= Rick Tulka =

American illustrator

Rick Tulka (born in 1955) is an American illustrator and caricaturist whose work has appeared in Mad magazine since 1988. He has been living and working in Paris since the mid-1990s.

==Early life and education==
Tulka was born in Brooklyn, New York City in 1955. He was educated at the Brooklyn Museum Art School and the Art Students League of New York, and later majored in illustration at Pratt Institute. He was influenced by such artists as Charles M. Schulz, Winsor McCay, Honoré Daumier, Al Hirschfeld, Edgar Degas, Henri de Toulouse-Lautrec, Vincent van Gogh, Hans Holbein and Ben Sargent. Since 1976, he began working as a professional illustrator and his first works appeared in Cue Magazine. In 1988, he published his first drawing in Mad magazine and has worked with the magazine since.

==Creative work==
In 1988, Tulka illustrated Moonwalker – The Coloring Book for children with Michael Jackson. He illustrated articles and specialized in caricatures of celebrities. He did most of his works as a series which had "narrative sequences". The most known of these works of him is the 'Six Degrees of Separation' which issued in 1997 for the first time. "It features satirical links between various celebrities, pop culture characters and phenomena". In addition to Mad he also drew for the like of People Weekly, Reader's Digest, Money Magazine and Rolling Stone.

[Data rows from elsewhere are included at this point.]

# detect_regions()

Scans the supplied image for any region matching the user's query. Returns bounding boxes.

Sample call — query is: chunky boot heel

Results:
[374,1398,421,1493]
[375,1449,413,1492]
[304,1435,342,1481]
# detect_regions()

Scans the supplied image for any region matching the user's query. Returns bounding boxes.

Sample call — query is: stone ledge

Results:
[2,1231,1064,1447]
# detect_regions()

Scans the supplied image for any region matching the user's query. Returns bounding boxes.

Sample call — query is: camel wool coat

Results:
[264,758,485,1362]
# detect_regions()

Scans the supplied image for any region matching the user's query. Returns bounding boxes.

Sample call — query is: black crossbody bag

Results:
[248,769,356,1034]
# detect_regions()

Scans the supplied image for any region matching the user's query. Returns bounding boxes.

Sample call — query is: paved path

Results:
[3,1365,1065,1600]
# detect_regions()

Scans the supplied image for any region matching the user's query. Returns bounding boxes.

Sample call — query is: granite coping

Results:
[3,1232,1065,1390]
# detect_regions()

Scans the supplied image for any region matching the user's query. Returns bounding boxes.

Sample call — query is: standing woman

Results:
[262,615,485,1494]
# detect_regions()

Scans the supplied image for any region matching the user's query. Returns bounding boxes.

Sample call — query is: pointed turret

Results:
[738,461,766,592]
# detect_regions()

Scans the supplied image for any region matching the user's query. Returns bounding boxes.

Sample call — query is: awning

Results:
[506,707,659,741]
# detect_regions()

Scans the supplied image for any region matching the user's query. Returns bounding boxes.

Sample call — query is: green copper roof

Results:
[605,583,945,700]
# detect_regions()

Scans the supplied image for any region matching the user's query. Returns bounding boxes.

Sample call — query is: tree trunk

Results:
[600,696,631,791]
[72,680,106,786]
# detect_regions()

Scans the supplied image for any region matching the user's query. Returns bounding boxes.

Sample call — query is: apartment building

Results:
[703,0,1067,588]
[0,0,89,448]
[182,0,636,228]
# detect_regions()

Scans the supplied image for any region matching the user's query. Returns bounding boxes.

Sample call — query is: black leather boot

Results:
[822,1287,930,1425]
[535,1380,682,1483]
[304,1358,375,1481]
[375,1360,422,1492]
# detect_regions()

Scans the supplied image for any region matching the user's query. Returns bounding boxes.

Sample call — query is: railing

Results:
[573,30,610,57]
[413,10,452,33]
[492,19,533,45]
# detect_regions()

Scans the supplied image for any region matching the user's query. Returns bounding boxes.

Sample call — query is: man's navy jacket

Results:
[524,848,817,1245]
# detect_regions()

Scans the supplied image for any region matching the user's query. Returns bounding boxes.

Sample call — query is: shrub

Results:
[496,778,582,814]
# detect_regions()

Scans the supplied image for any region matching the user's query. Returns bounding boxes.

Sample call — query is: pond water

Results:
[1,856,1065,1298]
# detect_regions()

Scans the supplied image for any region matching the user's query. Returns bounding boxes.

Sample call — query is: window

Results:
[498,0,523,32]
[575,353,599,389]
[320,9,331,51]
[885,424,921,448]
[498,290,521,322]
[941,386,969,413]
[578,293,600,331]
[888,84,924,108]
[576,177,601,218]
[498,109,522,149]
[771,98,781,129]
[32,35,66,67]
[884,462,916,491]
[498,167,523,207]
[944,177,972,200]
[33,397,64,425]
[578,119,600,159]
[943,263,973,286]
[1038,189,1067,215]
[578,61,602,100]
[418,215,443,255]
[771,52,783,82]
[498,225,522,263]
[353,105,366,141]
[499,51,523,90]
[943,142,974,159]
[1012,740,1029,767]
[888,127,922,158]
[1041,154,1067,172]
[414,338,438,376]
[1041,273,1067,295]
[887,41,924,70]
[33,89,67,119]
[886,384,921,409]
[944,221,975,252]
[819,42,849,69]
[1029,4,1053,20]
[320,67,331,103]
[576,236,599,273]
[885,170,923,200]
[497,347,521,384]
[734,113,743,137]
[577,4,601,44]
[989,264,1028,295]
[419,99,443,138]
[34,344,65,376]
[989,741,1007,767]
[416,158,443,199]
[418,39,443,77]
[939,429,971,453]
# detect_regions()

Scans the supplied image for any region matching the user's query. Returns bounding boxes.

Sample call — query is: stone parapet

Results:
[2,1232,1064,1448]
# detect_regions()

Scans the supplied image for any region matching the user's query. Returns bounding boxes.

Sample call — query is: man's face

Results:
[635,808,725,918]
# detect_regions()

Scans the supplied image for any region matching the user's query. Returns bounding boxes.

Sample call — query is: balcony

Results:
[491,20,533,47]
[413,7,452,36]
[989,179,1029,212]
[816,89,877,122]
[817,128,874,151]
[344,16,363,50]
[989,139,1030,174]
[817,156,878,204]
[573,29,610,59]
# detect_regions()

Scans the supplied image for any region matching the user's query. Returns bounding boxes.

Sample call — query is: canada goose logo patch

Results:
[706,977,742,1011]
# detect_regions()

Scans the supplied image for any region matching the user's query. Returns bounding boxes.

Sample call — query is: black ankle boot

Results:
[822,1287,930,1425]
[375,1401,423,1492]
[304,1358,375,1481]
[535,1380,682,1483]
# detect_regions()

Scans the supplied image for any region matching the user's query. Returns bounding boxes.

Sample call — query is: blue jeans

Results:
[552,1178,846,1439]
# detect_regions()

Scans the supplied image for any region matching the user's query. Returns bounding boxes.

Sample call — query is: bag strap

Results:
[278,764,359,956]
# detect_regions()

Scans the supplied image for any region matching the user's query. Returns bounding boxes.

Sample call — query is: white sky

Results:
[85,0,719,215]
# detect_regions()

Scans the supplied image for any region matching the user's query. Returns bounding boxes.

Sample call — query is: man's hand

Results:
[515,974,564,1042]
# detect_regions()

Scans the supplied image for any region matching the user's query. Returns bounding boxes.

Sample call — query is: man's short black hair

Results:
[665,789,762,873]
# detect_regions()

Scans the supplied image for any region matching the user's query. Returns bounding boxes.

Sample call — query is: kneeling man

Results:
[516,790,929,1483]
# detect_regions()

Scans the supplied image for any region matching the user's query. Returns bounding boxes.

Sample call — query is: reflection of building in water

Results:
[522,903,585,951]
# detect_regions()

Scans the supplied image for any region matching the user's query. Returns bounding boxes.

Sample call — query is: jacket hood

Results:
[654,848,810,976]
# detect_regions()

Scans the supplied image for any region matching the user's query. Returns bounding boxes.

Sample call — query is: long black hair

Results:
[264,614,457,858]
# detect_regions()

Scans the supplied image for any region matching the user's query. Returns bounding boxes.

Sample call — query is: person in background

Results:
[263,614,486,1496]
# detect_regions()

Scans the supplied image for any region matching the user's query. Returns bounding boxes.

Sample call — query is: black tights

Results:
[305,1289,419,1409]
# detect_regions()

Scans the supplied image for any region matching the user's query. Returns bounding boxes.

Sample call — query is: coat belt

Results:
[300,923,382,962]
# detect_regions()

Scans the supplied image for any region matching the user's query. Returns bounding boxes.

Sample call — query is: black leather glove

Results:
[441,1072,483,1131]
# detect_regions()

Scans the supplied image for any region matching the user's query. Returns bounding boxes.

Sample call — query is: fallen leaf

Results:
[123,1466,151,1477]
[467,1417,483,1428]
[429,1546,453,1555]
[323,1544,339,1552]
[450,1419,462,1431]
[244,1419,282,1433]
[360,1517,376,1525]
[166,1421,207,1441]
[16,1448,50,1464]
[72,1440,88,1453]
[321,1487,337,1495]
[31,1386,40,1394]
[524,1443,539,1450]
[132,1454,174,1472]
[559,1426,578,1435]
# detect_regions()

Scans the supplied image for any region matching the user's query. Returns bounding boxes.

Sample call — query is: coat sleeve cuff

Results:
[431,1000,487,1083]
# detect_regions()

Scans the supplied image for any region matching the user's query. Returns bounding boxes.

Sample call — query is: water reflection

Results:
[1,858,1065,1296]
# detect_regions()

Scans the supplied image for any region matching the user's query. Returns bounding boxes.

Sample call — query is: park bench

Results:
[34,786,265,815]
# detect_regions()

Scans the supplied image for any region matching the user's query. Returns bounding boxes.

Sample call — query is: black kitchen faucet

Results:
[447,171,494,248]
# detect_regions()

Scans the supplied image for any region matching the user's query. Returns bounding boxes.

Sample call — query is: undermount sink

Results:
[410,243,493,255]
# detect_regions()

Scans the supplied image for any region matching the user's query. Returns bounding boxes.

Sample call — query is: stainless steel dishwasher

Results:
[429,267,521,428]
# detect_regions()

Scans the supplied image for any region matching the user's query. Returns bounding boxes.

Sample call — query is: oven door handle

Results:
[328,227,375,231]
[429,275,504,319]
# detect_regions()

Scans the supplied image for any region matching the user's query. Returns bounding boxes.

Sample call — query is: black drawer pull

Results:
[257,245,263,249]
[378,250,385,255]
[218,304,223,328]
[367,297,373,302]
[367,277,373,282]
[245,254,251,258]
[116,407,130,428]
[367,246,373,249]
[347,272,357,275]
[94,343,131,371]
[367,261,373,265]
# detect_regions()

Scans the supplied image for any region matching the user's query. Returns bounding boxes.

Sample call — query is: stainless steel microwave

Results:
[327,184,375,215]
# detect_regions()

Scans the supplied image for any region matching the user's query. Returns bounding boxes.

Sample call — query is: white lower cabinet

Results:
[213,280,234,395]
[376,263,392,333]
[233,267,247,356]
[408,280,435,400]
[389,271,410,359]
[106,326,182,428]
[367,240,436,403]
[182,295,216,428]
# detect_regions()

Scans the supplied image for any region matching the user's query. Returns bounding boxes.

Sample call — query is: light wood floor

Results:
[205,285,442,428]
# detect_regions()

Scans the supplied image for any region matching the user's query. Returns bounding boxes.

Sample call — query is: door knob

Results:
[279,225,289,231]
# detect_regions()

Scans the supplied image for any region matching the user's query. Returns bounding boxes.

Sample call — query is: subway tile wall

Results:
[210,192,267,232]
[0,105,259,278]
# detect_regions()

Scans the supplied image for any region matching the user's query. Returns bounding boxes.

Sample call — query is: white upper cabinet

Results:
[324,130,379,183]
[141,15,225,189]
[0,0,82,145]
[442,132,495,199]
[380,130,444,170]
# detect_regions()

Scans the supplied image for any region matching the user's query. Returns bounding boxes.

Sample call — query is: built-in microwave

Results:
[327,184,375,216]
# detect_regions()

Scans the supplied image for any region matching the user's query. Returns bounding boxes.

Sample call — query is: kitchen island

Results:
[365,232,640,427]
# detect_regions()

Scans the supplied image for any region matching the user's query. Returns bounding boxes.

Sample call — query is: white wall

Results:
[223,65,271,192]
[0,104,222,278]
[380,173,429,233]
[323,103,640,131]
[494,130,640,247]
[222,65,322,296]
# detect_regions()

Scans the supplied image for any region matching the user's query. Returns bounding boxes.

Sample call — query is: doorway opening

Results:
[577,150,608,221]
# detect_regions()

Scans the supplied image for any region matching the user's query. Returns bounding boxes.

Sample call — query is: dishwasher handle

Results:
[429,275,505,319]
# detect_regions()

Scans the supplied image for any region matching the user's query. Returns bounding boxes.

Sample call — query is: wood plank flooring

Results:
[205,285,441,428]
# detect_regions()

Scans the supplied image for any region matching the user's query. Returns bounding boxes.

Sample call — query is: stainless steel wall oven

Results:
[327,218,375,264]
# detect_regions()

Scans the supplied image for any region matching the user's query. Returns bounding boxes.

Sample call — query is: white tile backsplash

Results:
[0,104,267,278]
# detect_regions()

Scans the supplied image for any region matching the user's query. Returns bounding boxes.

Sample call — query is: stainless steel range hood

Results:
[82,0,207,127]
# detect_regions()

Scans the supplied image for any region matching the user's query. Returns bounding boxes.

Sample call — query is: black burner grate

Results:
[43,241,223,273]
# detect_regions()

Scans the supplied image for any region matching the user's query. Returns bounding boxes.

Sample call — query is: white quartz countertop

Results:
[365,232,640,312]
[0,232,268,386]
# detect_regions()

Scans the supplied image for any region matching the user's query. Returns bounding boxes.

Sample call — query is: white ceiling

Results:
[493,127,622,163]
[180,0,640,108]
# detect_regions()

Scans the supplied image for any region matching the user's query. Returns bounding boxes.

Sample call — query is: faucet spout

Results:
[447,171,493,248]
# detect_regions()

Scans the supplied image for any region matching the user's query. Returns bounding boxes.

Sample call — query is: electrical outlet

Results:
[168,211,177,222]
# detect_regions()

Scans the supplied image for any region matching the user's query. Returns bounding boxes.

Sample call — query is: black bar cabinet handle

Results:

In 1995, he and his wife moved to Paris. In 1998 he was the only courtroom sketch artist to be present at the Augusta-Dassault trial for Belgium’s Le Soir. "He made a series of caricatures of French politicians which are on permanent exhibition in the Parisian parliament". In 2015 after the tragic events with the Charlie-Hebdo in Paris he participated in the Peaceful demonstrations that was held to support the journalists. In addition to his personal sketch book which he started in 1973 he gathered a great collection of celebrity caricatures many of which bear signatures of the famous faces themselves. Among his famous caricatures are the likes of Michael Jackson, Elizabeth Taylor, Spike Lee, Mikhail Baryshnikov, Liza Minnelli, Lucille Ball, Stephen Sondheim and Johnny Carson. He also made the book Today I Am A Ma’am with the actress Valerie Harper in 2001.

In 2007, he was featured on the CBS Sunday Morning show in conjunction with the release of the book he co-authored with Noël Riley Fitch, Paris Café: The Sélect Crowd (Soft Skull Press). Dozens of Tulka's caricatures of Parisians, drawn from life at the historical literary café, Le Sélect, are featured in the book.

Tulka has cooperated with such United States' media and organizations as The Wall Street Journal, The Madison Square Garden Theater, Harper's Magazine, The Playboy Jazz Festival, Michael Jackson/MJJ Productions and much more. His works have also appeared in French Le Monde, Marianne, Télérama, Famili, Charlie Hebdo etc.